National survey of FaRS-funded service providers
Somehow, we just get more trauma cases in all our programs too. I'm not exactly sure how that works but maybe that just means we're getting better at understanding trauma as an issue for a lot of the people … so in other words then, we're seeing people for longer too. So, you know, the actual idea of early intervention … as the name is really not exactly correct. I mean it is in one sense but you know, we have got a different population than we did before. (Service provider)
The role of FaRS and SFVS services is to support families, strengthen family relationships, prevent family breakdown and ensure family and child wellbeing. In this context, the purpose of the study was to develop a better understanding of the services offered by FaRS and SFVS services and, in particular, how they deal with domestic and family violence. Greater insight into the challenges and gaps experienced in delivering these services was also sought, along with an understanding of how FaRS and SFVS services work with each other and with non-funded DSS family services.
The sample size achieved in this study allowed for an indicative description of the kinds of activities undertaken by FaRS and SFVS, and of the issues commonly addressed during service delivery and when meeting client needs. However, the study population was not necessarily representative of the entire FaRS and SFVS population and so the results of the survey (and qualitative interviews) need to be interpreted with care.
On the whole, the FaRS and SFVS delivered a similar range of centre-based programs (predominantly counselling services) and information, advice and referral services. Service delivery outside service centres, such as outreach and home-based services, were less common but were offered by many services, especially those in regional or remote areas where clients could potentially live some distance from the service centre. Because the SFVS are embedded within the broader FaRS it is unsurprising that the broad activity types undertaken in each site - counselling, group work, etc. - were similar in their outline. However, the specialised nature of SFVS, and their clients' particular suite of needs, meant that they did have different referral pathways into and out of the service and somewhat different needs for staff capacity building. There were also some observed differences in referral paths between metropolitan and regional and remote areas, with the latter more likely to be involved with child protection services. Because of the relatively small number of non-metropolitan services participating in the study, it is unclear if this difference reflected a real difference in client needs or presenting issues or if it was simply an artefact of the small sample.
For all services types, referral and intake processes (including risk assessment) were a central part of their job and played a significant role in the referral pathway of clients and in determining the kinds of services they received. Moreover, although early intervention was identified in several measures as something that services had limited time or staff capacity to perform, it appears that 'early intervention' could cross over with intake and referral processes. Because clients rarely presented at FaRS and SFVS services before violence occurred, or in the early stages of relationship difficulties, providers had limited opportunities to intervene very early. However, when clients disclosed issues during intake, providers were able to identify client needs and refer them appropriately. This was in itself a form of early intervention. However, this also meant that services were reliant to some degree on clients disclosing issues early; when they did not do so, this could have implications for their subsequent referral pathways and the types and timing of the services they received.

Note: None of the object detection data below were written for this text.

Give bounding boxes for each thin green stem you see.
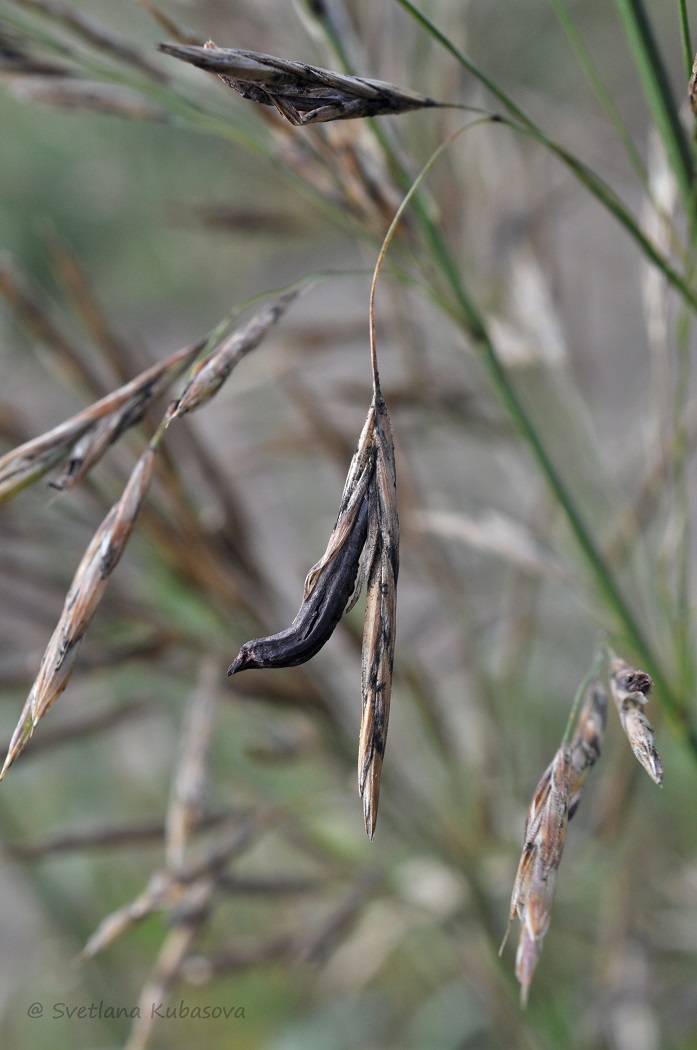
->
[678,0,695,80]
[615,0,695,227]
[550,0,650,184]
[397,0,697,310]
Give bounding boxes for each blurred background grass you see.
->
[0,0,697,1050]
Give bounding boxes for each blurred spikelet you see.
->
[0,342,198,502]
[159,40,443,127]
[501,681,608,1006]
[0,445,155,779]
[168,289,299,421]
[610,657,663,784]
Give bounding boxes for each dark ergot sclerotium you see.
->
[228,494,367,674]
[228,389,399,838]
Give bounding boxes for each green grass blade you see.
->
[615,0,694,215]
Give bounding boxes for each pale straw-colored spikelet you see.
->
[0,445,155,779]
[501,680,608,1006]
[569,679,608,820]
[228,391,399,838]
[358,395,399,838]
[610,657,663,784]
[501,746,575,1006]
[0,343,198,502]
[169,288,299,421]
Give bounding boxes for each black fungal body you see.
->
[228,492,368,674]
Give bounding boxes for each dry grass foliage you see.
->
[0,0,684,1050]
[501,654,663,1006]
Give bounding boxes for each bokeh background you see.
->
[0,0,697,1050]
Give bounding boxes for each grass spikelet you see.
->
[569,678,608,820]
[0,443,155,779]
[610,657,663,784]
[159,41,443,127]
[501,746,575,1006]
[0,342,204,502]
[358,387,399,839]
[168,288,299,422]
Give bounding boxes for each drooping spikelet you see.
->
[501,681,608,1006]
[610,657,663,784]
[0,445,155,779]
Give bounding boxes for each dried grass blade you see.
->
[610,657,663,784]
[0,438,155,779]
[159,41,442,126]
[9,77,169,121]
[165,658,218,869]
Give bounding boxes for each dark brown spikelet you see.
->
[159,41,443,127]
[358,397,399,838]
[228,393,399,838]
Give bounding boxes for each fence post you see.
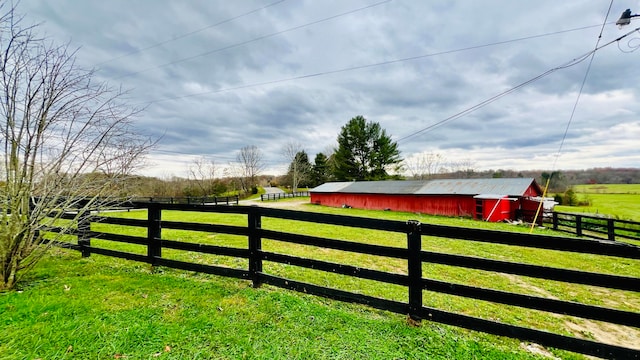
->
[248,206,262,287]
[407,220,422,322]
[576,215,582,236]
[147,203,162,266]
[607,219,616,241]
[78,214,91,257]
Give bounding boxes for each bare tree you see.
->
[236,145,264,193]
[282,141,311,192]
[0,2,153,290]
[189,157,216,196]
[403,152,444,180]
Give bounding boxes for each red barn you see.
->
[310,178,542,221]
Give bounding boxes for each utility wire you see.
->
[144,25,600,104]
[116,0,392,79]
[95,0,286,67]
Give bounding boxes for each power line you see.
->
[116,0,392,79]
[552,0,613,169]
[95,0,286,67]
[144,25,600,104]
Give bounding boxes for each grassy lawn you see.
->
[0,249,556,359]
[0,200,640,359]
[556,184,640,221]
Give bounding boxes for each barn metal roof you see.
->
[310,178,538,196]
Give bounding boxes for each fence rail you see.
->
[130,195,240,205]
[260,191,309,201]
[50,202,640,359]
[545,212,640,241]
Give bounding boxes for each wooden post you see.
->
[407,220,422,323]
[576,215,582,236]
[78,214,91,257]
[248,206,262,287]
[147,203,162,266]
[607,219,616,241]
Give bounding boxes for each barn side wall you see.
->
[311,192,475,217]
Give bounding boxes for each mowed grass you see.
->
[556,184,640,221]
[0,201,640,359]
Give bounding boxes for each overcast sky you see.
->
[13,0,640,177]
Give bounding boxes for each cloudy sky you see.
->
[13,0,640,177]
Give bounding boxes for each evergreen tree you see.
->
[333,115,402,181]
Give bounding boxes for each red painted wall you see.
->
[311,192,475,217]
[311,186,541,221]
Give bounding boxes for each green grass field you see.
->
[556,184,640,221]
[0,201,640,359]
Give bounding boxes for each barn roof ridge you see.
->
[310,178,541,196]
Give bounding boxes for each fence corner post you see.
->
[147,203,162,266]
[607,219,616,241]
[78,215,91,257]
[407,220,422,323]
[248,206,262,288]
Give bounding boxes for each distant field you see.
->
[556,184,640,221]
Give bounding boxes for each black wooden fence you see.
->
[545,212,640,241]
[128,195,240,207]
[49,203,640,359]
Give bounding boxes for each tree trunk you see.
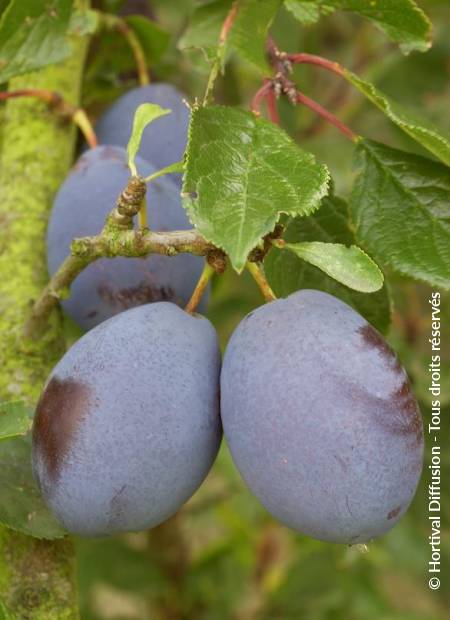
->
[0,23,87,620]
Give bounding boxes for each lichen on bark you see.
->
[0,24,87,620]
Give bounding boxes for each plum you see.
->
[47,146,205,329]
[32,302,222,536]
[221,290,423,544]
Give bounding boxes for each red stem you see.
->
[266,88,280,125]
[297,91,358,142]
[285,53,344,76]
[250,80,272,116]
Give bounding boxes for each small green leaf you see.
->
[0,401,31,439]
[0,435,66,539]
[68,9,100,37]
[125,15,170,65]
[0,0,72,83]
[127,103,172,176]
[145,161,184,183]
[183,106,329,272]
[285,0,431,54]
[0,600,14,620]
[284,241,384,293]
[264,196,390,333]
[350,140,450,288]
[344,71,450,166]
[227,0,282,73]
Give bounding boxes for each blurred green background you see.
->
[74,0,450,620]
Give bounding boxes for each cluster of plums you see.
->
[33,87,423,543]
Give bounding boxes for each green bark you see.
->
[0,27,86,620]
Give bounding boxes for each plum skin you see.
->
[47,146,206,330]
[221,290,423,544]
[32,302,222,536]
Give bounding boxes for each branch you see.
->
[268,37,359,142]
[25,228,215,339]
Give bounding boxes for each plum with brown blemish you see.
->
[33,302,222,536]
[47,146,205,329]
[221,290,423,544]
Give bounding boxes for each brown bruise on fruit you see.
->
[358,323,402,372]
[97,281,176,310]
[358,324,423,445]
[387,506,402,521]
[33,377,89,480]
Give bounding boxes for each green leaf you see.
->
[284,241,383,293]
[227,0,282,73]
[284,0,334,26]
[285,0,431,54]
[0,401,31,440]
[127,103,172,176]
[344,70,450,166]
[0,0,72,83]
[350,140,450,288]
[264,196,390,333]
[125,15,170,65]
[0,435,66,539]
[183,106,329,272]
[145,161,184,182]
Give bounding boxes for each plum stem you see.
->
[185,262,216,314]
[138,196,148,229]
[245,261,277,301]
[25,229,215,339]
[264,37,360,142]
[285,52,345,77]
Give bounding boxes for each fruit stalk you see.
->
[246,261,276,301]
[0,14,87,620]
[25,225,214,338]
[186,263,215,314]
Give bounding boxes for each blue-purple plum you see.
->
[221,290,423,544]
[47,146,204,329]
[32,302,222,536]
[95,83,190,184]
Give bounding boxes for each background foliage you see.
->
[0,0,450,620]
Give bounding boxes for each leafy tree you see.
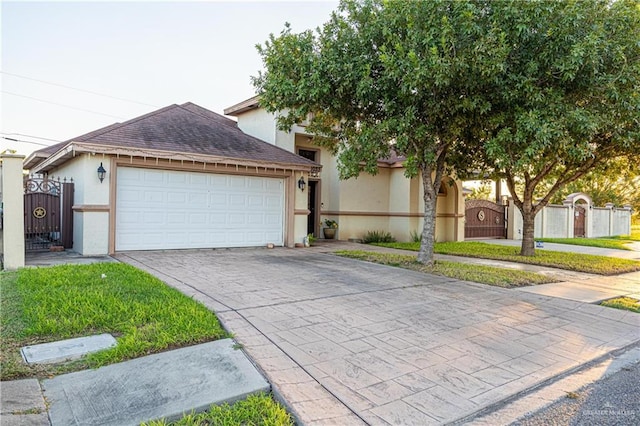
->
[485,0,640,255]
[253,0,507,263]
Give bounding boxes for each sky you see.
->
[0,0,338,155]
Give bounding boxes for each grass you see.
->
[335,250,555,288]
[536,235,640,250]
[600,297,640,313]
[0,263,227,380]
[142,394,294,426]
[375,241,640,275]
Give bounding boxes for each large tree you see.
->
[484,0,640,255]
[253,0,508,263]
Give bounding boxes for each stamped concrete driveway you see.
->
[117,247,640,425]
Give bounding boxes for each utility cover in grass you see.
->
[42,339,270,426]
[20,333,117,364]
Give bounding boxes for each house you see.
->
[24,98,464,255]
[224,96,465,245]
[24,103,319,255]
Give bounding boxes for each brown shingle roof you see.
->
[26,102,318,171]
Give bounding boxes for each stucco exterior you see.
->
[45,153,111,256]
[0,154,25,270]
[225,101,464,242]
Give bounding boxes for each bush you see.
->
[362,231,396,244]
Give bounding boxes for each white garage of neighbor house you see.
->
[25,103,320,255]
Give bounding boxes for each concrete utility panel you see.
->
[42,339,270,426]
[20,333,117,364]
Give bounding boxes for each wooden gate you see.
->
[464,200,507,238]
[24,177,73,251]
[573,205,587,238]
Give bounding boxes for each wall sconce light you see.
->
[98,163,107,183]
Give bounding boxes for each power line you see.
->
[2,132,62,142]
[0,136,51,146]
[0,90,126,120]
[0,71,159,108]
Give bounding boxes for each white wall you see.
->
[507,201,631,240]
[0,154,25,270]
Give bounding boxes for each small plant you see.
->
[324,219,338,229]
[362,231,396,244]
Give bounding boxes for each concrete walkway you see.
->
[118,245,640,425]
[0,339,270,426]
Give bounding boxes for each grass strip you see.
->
[536,236,633,251]
[142,393,294,426]
[335,250,555,288]
[0,263,227,380]
[600,296,640,313]
[374,241,640,275]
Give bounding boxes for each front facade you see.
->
[224,97,464,245]
[25,103,319,255]
[24,98,464,255]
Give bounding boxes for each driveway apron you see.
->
[117,247,640,425]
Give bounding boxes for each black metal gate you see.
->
[24,176,73,251]
[573,205,587,238]
[464,200,507,238]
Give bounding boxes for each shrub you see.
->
[362,231,396,244]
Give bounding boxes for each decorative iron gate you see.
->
[464,200,507,238]
[573,205,587,238]
[24,176,73,251]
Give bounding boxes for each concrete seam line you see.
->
[449,340,640,425]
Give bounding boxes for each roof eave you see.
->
[34,142,322,173]
[223,95,260,117]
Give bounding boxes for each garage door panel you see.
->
[116,167,284,250]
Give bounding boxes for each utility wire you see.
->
[0,71,160,108]
[0,132,62,142]
[0,136,51,146]
[0,90,126,120]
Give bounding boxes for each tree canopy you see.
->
[254,0,506,263]
[483,0,640,255]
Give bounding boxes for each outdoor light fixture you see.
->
[98,163,107,183]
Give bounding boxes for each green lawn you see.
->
[335,250,555,288]
[600,297,640,313]
[536,235,640,250]
[142,394,294,426]
[0,263,227,380]
[375,241,640,275]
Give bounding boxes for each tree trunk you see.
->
[418,167,440,266]
[520,206,536,256]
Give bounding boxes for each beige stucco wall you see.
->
[0,154,25,270]
[45,154,111,256]
[232,109,464,242]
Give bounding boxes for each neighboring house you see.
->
[224,96,465,245]
[24,103,319,255]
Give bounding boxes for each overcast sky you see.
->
[0,0,338,155]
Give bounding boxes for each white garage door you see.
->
[116,167,284,251]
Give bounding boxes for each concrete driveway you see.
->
[117,247,640,425]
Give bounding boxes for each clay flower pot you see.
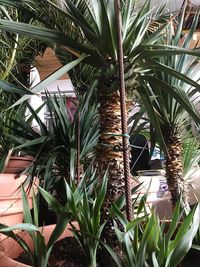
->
[4,156,33,174]
[0,223,77,267]
[0,173,36,233]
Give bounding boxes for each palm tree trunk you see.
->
[97,87,125,266]
[97,88,125,208]
[163,125,187,207]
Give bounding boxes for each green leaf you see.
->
[38,186,63,214]
[0,223,39,233]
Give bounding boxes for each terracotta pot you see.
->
[0,174,35,233]
[4,156,33,174]
[0,223,77,267]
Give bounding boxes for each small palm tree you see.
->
[0,0,198,225]
[142,9,200,206]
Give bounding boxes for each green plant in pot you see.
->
[3,0,199,260]
[137,7,200,207]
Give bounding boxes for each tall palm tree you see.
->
[141,8,200,207]
[0,0,198,222]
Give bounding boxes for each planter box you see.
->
[0,174,35,236]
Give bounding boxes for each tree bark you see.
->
[97,90,125,266]
[164,125,188,207]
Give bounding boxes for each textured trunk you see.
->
[97,91,125,210]
[97,88,125,266]
[164,126,187,207]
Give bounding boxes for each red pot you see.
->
[4,156,33,174]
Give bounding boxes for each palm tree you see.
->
[0,0,198,231]
[141,8,200,207]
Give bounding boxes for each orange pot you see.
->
[4,156,33,174]
[0,173,36,233]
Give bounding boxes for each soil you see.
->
[15,237,87,267]
[16,237,200,267]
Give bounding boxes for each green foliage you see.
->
[3,82,99,193]
[0,187,70,267]
[112,203,200,267]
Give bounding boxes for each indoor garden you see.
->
[0,0,200,267]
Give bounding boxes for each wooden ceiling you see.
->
[35,48,69,80]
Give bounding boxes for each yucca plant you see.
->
[140,5,200,206]
[111,202,199,267]
[0,187,71,267]
[0,0,199,253]
[4,83,99,191]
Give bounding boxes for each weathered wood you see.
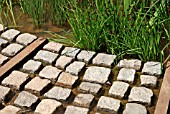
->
[0,37,46,78]
[154,61,170,114]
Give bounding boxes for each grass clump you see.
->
[52,0,169,61]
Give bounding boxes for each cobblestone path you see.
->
[0,24,163,114]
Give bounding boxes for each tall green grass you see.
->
[51,0,169,61]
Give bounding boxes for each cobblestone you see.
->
[2,71,29,90]
[79,82,102,94]
[123,103,147,114]
[0,85,11,103]
[83,66,111,84]
[16,33,37,45]
[109,81,129,98]
[0,105,21,114]
[43,42,63,53]
[35,99,61,114]
[142,61,162,75]
[128,87,153,105]
[117,59,142,70]
[117,68,136,83]
[44,86,72,101]
[55,56,73,69]
[2,43,24,57]
[14,91,38,108]
[23,60,42,73]
[0,54,8,66]
[97,96,120,114]
[140,75,157,87]
[66,61,85,76]
[57,72,78,87]
[0,38,8,47]
[34,50,58,64]
[74,94,94,108]
[64,106,89,114]
[25,77,51,94]
[1,29,20,41]
[92,53,116,67]
[61,47,80,59]
[77,50,96,63]
[39,65,61,80]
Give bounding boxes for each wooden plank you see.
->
[0,37,46,78]
[154,61,170,114]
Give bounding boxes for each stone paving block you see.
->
[43,42,63,53]
[128,87,153,105]
[78,82,102,94]
[1,29,20,41]
[0,38,8,47]
[57,72,78,87]
[2,43,24,57]
[140,75,157,87]
[44,86,72,101]
[34,50,58,64]
[117,68,136,83]
[14,91,38,108]
[73,94,94,108]
[77,50,96,63]
[123,103,147,114]
[35,99,62,114]
[2,71,29,90]
[66,61,85,75]
[83,66,111,84]
[64,106,89,114]
[39,65,61,80]
[97,96,120,114]
[16,33,37,45]
[25,77,51,94]
[0,105,21,114]
[0,54,8,66]
[92,53,116,67]
[61,47,80,59]
[0,85,11,103]
[109,81,129,98]
[55,56,73,69]
[142,61,162,75]
[23,60,42,73]
[117,59,142,70]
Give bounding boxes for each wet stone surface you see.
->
[0,30,163,114]
[16,33,37,45]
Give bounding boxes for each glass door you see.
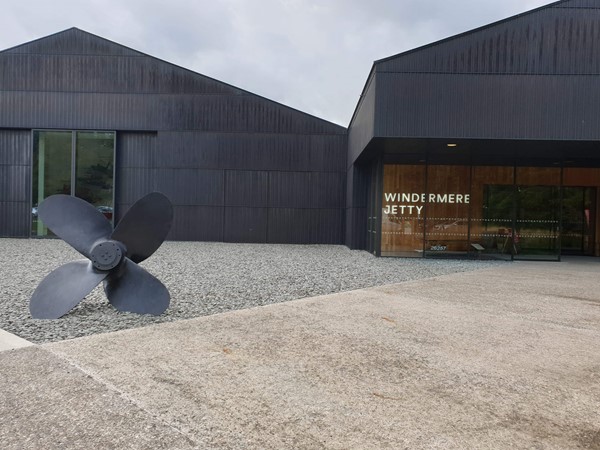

Respondents to the survey generally depicted FaRS and SFVS, in all geographical areas, as being highly competent in their core activities, in most domains of professional skill and in their service's procedures and protocols to manage community needs. Almost all participants also indicated that their service was embedded in the local community, both in terms of their connections to other services and in their attempts to be responsive to local community needs. Indeed, despite survey respondents indicating that they had limited time to undertake service innovation, and relatively low confidence in their ability to do so, provider descriptions (in the qualitative interviews) of their attempts to meet changing local community needs, and the survey respondents' awareness of the need to 'do things differently', suggested sometimes high levels of innovation.
Co-location with other services also proved to be the norm in all geographical areas and clients' sometimes complex needs meant that collaborative approaches were also common. Such collaborative approaches were important not only for meeting client needs but also allowed services to manage their workloads by referring clients to other services when they lacked capacity.
However, although survey respondents generally described their service and themselves as doing a good job and meeting community needs, they also identified several challenges and areas for capacity building. In particular, survey respondents identified a lack of staff capacity to undertake a range of service activities, particularly early intervention and client follow-up. Further, both FaRS and SFVS survey respondents indicated that their services were finding it increasingly challenging to address what they perceived as the growing complexity of family needs in addition to identifying and meeting the emerging needs of specific community groups. In this context, although early intervention, client follow-up and innovative approaches to service provision were regarded as an important aspiration, they were made increasingly difficult by issues with service capacity, staff retention and increased client needs.